When your team commits five in a half and six for a game it’s virtually impossible to overcome — just ask Skyline head coach Mat Taylor after Friday’s 31-17 loss to Bellevue.
“It’s a bitter taste, but it’s like what do you do,” Taylor said. “It’s unfortunate that we had all those turnovers, but Bellevue helped create them and you’ve got to give them an immense amount of credit.”
The Spartans, who were tied 17-17 at halftime with the nationally ranked Wolverines, struggled against Bellevue’s stingy defense in the second half. They turned the ball over five times, including twice inside their opponent’s 20 yard line.
None of those turnovers was more crucial, however, than the interception quarterback Max Browne threw into the arms of Bellevue linebacker Sean Constantine.
Down 24-17, with 27 seconds left in the third quarter, Constantine stepped in front a short pass from Browne and returned it 45 yards for a touchdown.
“Max could look on film and say, ‘He dropped back, I should have thrown the wide route,’ but he made a great play and nobody was keeping him down – he was going to score,” Taylor said.
Skyline kept fighting, but squandered scoring opportunities in the fourth quarter, fumbling once at the goal line and turning it over on downs another time on Bellevue’s 11-yard line.
Skyline, which earned 358 yards of total offense — the exact amount as Bellevue — took game’s first lead via Damien Greene’s 1-yard TD run.
Bellevue fought back to take a 17-7 lead on touchdown runs of 16 and 14 yards from Andy Boulware and Joey Moore.
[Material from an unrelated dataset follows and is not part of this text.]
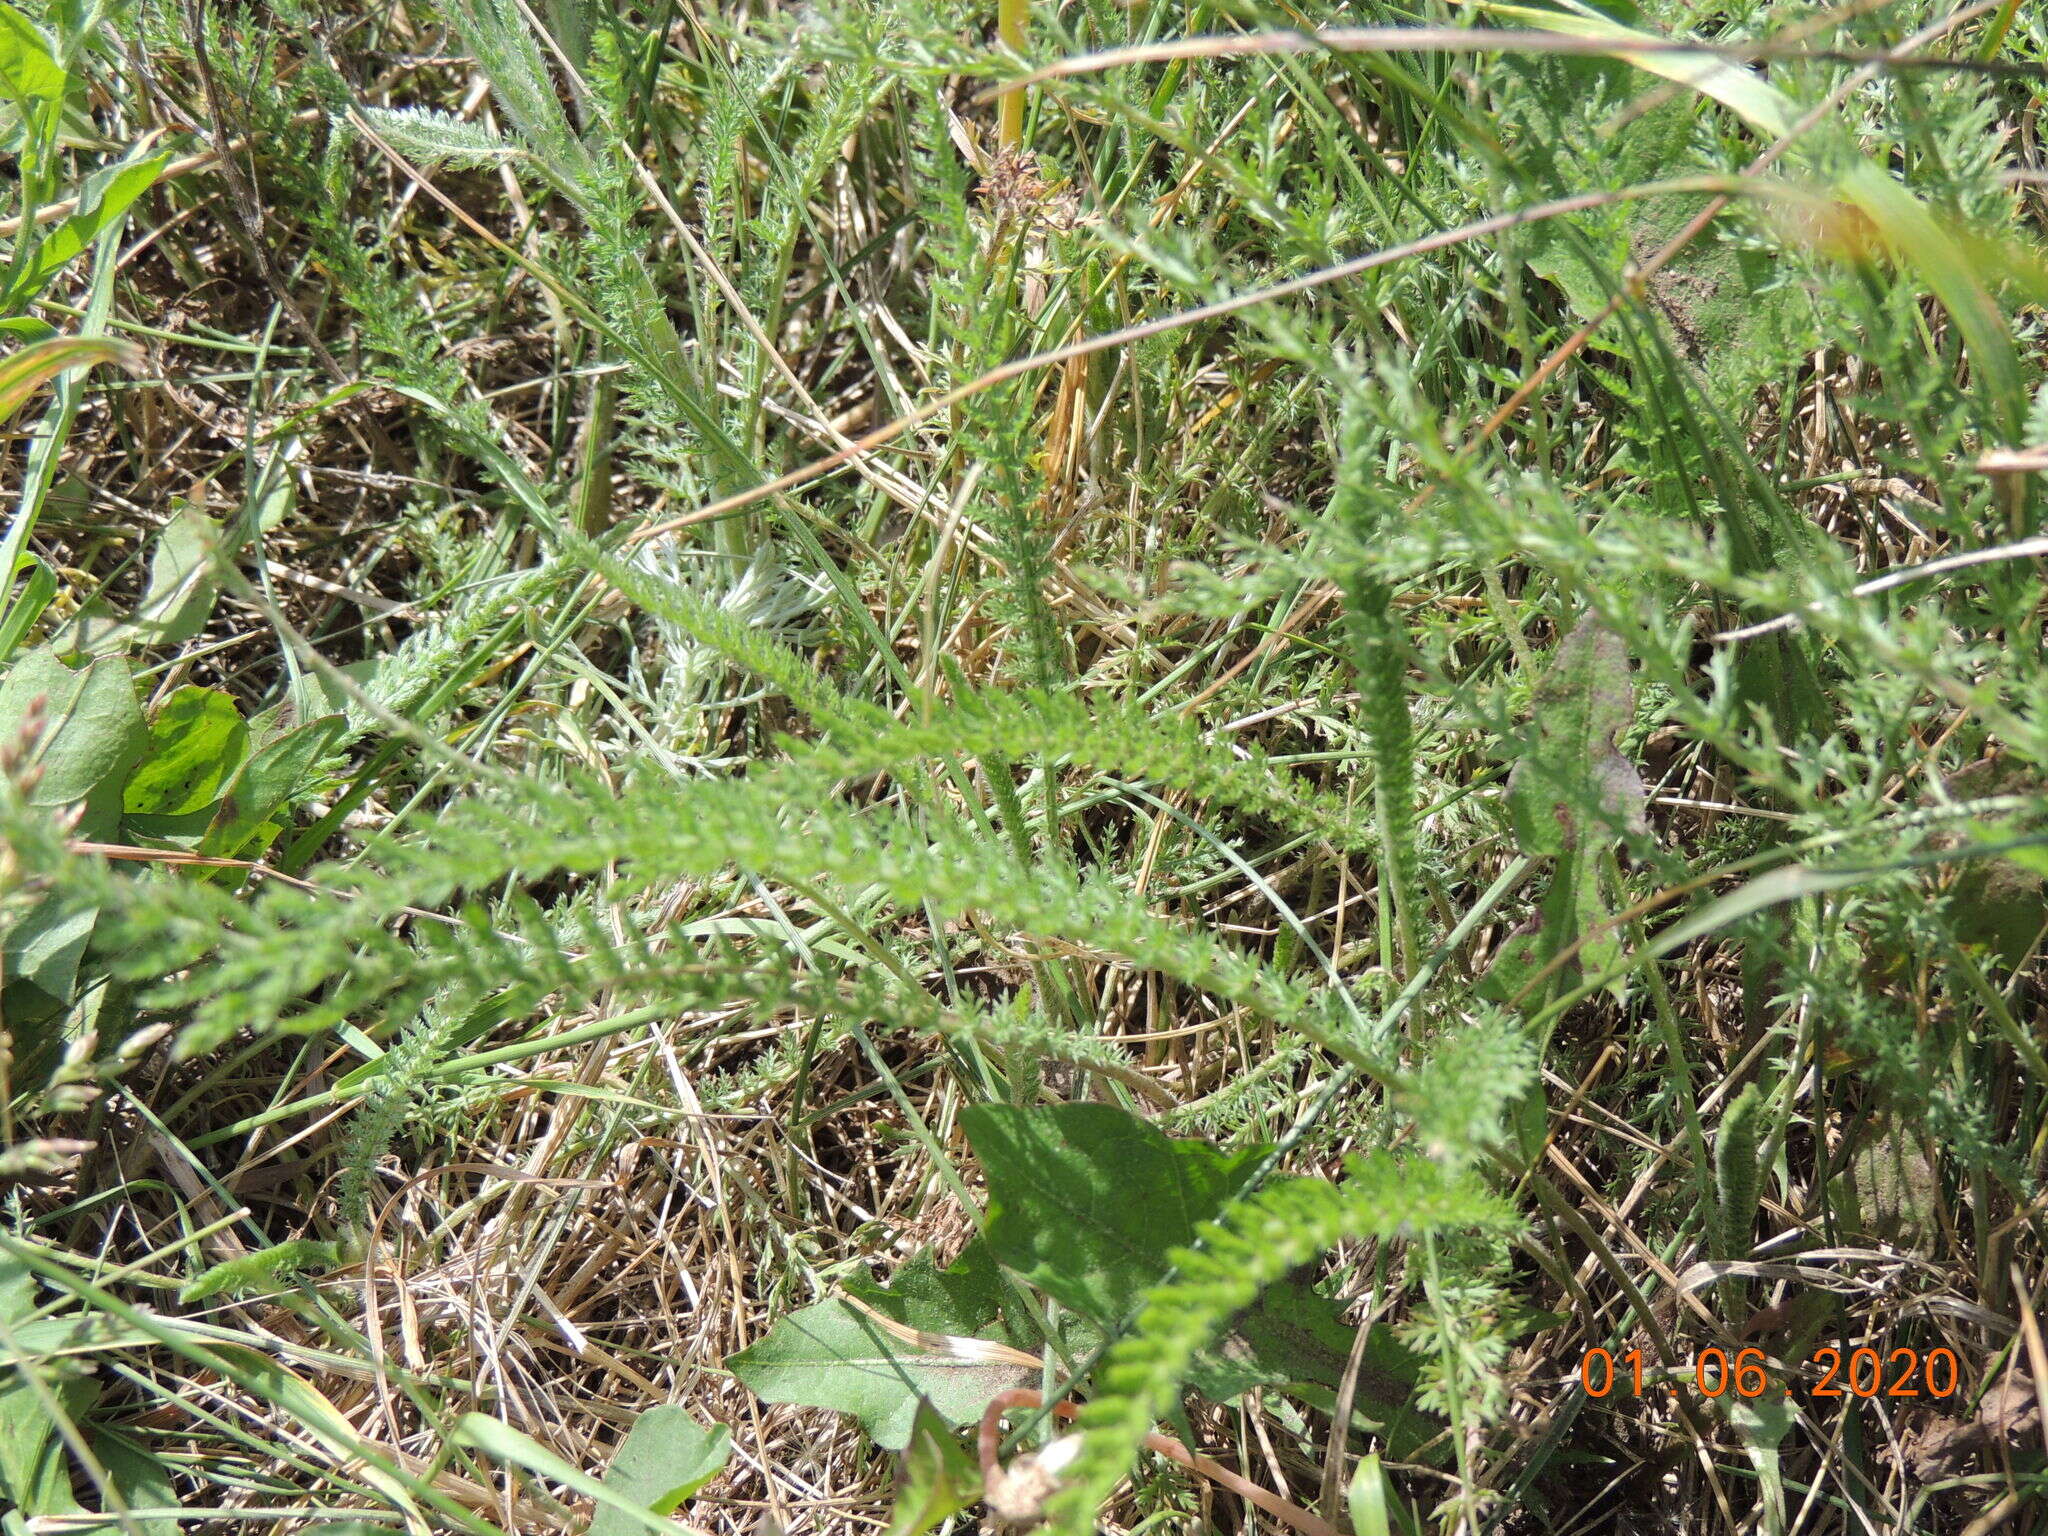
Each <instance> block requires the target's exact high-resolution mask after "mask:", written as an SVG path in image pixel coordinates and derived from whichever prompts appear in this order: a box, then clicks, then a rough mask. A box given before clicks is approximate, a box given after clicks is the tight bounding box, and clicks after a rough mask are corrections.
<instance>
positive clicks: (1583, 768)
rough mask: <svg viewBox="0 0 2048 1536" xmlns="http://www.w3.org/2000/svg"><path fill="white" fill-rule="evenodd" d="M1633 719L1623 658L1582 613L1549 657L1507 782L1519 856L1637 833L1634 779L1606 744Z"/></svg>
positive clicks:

But the Spartans rallied to tie the game in the final 3 minutes of the second quarter, scoring on Sean McDonald’s 30-yard field goal and a 14-yard TD pass from Browne to Nic Splendorio.
Browne ended the game completing 24 of 34 passes for 306 yards, one TD and two INTs.
Bellevue quarterback Tyler Hasty was 5 of 9 for 151 yards. He also rushed for a 4-yard score on Bellevue’s first drive of the second half.
“It was a typical Bellevue-Skyline game, you never know what’s going to happen,” said Bellevue coach Butch Goncharoff, whose team beat the Spartans for the first time since 2006 and moved to 2-0.
Skyline, which fell to 1-1, takes to the road next week to face Lake Oswego, Ore.
“We have to turn it around,” said Taylor, noting his next opponent is one of the top two or three teams in Oregon. “We can’t afford to take a breather because we got Lake Oswego and then Issaquah.”